Alkisah, di sebuah kampung di daerah Sulawesi Selatan, Indonesia, ada sebuah keluarga petani yang memiliki tiga pasang kerbau. Hewan ternak tersebut digembalakan oleh seorang anak dalam keluarga itu, bernama Ambo Upe. Ia anak yang rajin dan suka menolong terhadap sesama makhluk.
Pada suatu hari, Ambo Upe menggembalakan tiga pasang kerbaunya di sebuah padang ilalang yang luas dan hijau. Menjelang siang, Ambo Upe melepaskan ketiga pasang kerbaunya lalu pergi berteduh di bawah sebuah pohon asam yang rindang di tepi padang ilalang. Di bawah pohon itu, ia duduk bersandar sambil menikmati hembusan angin sepoi-sepoi. Di tengah asyik duduk memerhatikan kerbau-kerbaunya yang sedang merumput, tiba-tiba ia dikejutkan oleh sebuah benda hitam terjatuh tak jauh dari tempatnya berteduh.
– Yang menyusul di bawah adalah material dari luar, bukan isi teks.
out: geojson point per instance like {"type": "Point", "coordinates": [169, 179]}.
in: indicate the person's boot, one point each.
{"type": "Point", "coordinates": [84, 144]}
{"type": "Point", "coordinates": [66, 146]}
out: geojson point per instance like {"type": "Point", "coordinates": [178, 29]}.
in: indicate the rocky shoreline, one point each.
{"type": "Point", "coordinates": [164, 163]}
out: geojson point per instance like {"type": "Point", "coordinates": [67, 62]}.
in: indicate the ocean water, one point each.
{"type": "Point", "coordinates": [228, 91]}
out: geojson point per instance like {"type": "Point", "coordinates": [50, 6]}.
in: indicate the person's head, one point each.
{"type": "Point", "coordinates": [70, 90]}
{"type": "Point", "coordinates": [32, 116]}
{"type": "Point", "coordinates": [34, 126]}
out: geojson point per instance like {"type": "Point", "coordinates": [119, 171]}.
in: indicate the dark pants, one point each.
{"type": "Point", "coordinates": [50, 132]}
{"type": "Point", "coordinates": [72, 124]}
Oleh karena penasaran, dihampirinya benda itu. Ternyata benda itu adalah seekor anak burung yang belum bisa terbang, bulu-bulu di badannya belum tumbuh dengan sempurna.
“Wah kasihan sekali burung ini. Badannya penuh dengan luka. Sepertinya burung ini terlepas dari cengkeraman burung elang yang menyambarnya,” gumam Ambo Upe iba.
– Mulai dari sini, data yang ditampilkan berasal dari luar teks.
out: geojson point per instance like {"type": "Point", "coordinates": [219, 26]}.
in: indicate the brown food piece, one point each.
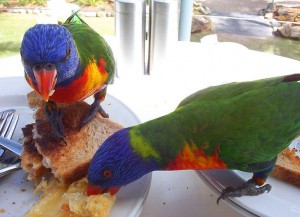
{"type": "Point", "coordinates": [287, 167]}
{"type": "Point", "coordinates": [68, 160]}
{"type": "Point", "coordinates": [31, 159]}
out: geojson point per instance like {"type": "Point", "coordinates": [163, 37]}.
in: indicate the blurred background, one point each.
{"type": "Point", "coordinates": [262, 25]}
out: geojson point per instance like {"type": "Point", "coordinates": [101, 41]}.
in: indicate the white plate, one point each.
{"type": "Point", "coordinates": [282, 200]}
{"type": "Point", "coordinates": [17, 193]}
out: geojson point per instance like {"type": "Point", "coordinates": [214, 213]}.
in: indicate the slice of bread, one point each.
{"type": "Point", "coordinates": [68, 160]}
{"type": "Point", "coordinates": [31, 159]}
{"type": "Point", "coordinates": [287, 167]}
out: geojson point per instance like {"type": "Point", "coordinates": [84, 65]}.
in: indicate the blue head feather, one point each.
{"type": "Point", "coordinates": [116, 156]}
{"type": "Point", "coordinates": [50, 43]}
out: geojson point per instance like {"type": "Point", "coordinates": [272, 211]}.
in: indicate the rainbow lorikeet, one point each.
{"type": "Point", "coordinates": [65, 64]}
{"type": "Point", "coordinates": [239, 126]}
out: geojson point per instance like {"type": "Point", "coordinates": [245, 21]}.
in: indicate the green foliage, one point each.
{"type": "Point", "coordinates": [90, 2]}
{"type": "Point", "coordinates": [4, 2]}
{"type": "Point", "coordinates": [23, 2]}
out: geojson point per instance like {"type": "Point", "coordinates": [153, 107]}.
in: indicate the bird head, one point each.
{"type": "Point", "coordinates": [115, 164]}
{"type": "Point", "coordinates": [49, 57]}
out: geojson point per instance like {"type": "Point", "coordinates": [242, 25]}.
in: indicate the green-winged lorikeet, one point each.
{"type": "Point", "coordinates": [240, 126]}
{"type": "Point", "coordinates": [65, 64]}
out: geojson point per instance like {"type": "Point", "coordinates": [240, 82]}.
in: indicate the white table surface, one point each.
{"type": "Point", "coordinates": [189, 67]}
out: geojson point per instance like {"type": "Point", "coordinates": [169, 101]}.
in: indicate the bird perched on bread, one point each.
{"type": "Point", "coordinates": [65, 64]}
{"type": "Point", "coordinates": [240, 126]}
Oleh karena merasa iba kepada anak burung itu, Ambo Upe pun mengobati dan memberinya makan. Kemudian membawanya pulang ke rumah untuk dipelihara.
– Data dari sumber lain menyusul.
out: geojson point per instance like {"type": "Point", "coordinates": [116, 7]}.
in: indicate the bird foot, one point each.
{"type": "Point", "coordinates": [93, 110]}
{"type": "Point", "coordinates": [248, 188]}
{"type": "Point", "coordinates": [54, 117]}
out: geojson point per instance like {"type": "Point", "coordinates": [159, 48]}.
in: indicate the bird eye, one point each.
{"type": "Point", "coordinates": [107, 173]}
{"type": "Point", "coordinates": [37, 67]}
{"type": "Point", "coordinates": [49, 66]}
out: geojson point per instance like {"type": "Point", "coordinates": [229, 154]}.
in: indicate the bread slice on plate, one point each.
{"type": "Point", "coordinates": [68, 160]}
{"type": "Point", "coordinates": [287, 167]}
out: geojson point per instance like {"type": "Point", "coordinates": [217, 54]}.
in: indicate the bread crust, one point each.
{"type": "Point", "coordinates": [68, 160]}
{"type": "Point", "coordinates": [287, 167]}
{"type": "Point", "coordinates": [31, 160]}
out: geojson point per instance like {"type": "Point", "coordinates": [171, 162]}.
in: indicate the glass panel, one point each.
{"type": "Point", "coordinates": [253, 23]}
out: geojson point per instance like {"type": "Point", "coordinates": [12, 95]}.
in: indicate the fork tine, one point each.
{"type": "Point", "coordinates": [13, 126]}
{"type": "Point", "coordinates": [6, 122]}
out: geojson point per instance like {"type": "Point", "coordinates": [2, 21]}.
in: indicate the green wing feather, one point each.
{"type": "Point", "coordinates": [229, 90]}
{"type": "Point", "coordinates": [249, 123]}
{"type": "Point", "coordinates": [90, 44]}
Beberapa minggu kemudian, burung itu menjadi besar. Bulu-bulunya tumbuh dengan sempurna. Tampaklah bahwa burung itu adalah seekor burung beo. Ambo Upe senang sekali saat mengetahui hal itu. Sejak saat itu, ke mana pun ia pergi, burung beo itu selalu menyertainya. Ketika Ambo Upe pergi menggembala, burung beo itu pun setia menemaninya.
Pada suatu siang yang sangat terik, usai melepaskan hewan gembalannya, Ambo Upe beristirahat di bawah sebuah pohon hingga tertidur. Baru saja terlelap, tiba-tiba seekor ular mendekatinya dan hendak menggigit kakinya. Untungnya si Burung Beo mengetahui hal itu. Ia pun segera menolong tuannya. Dengan paruhnya yang runcing, ia mematuk mata ular itu hingga berdarah. Ular itu pun merayap pergi karena kesakitan. Selamatlah Ambo Upe dari gigitan ular itu berkat pertolongan Burung Beo.
Burung Beo itu kemudian mendekati dan membangunkan Ambo Upe yang masih terlelap. Ia mengipas-ngipaskan sayapnya pada telinga tuannya. Saat terbangun, Ambo Upe masih sempat melihat ular yang sedang melata pergi. Ia pun menyadari bahwa si Beo baru saja menyelamatkannya dari gigitan ular itu. Dengan perasaan haru, ia membelai-belai Burung Beo itu.
“Terima kasih, Beo! Kamu telah menyelamatkanku dari gigitan ular itu,” kata Ambo Upe terharu.
Demikianlah, setiap Ambo Upe pergi menggembala, si Burung Beo selalu setia menemaninya. Suatu waktu, Ambo Upe membawa kerbaunya ke sebuah tanah lapang yang cukup jauh. Ia meninggalkan padang tempat biasanya menggembala, karena rumputnya sudah kering akibat kemarau panjang. Tempat itu sudah sangat dekat dengan hutan. Tempat itu tampak sepi, karena sangat jarang penduduk yang lalu-lalang.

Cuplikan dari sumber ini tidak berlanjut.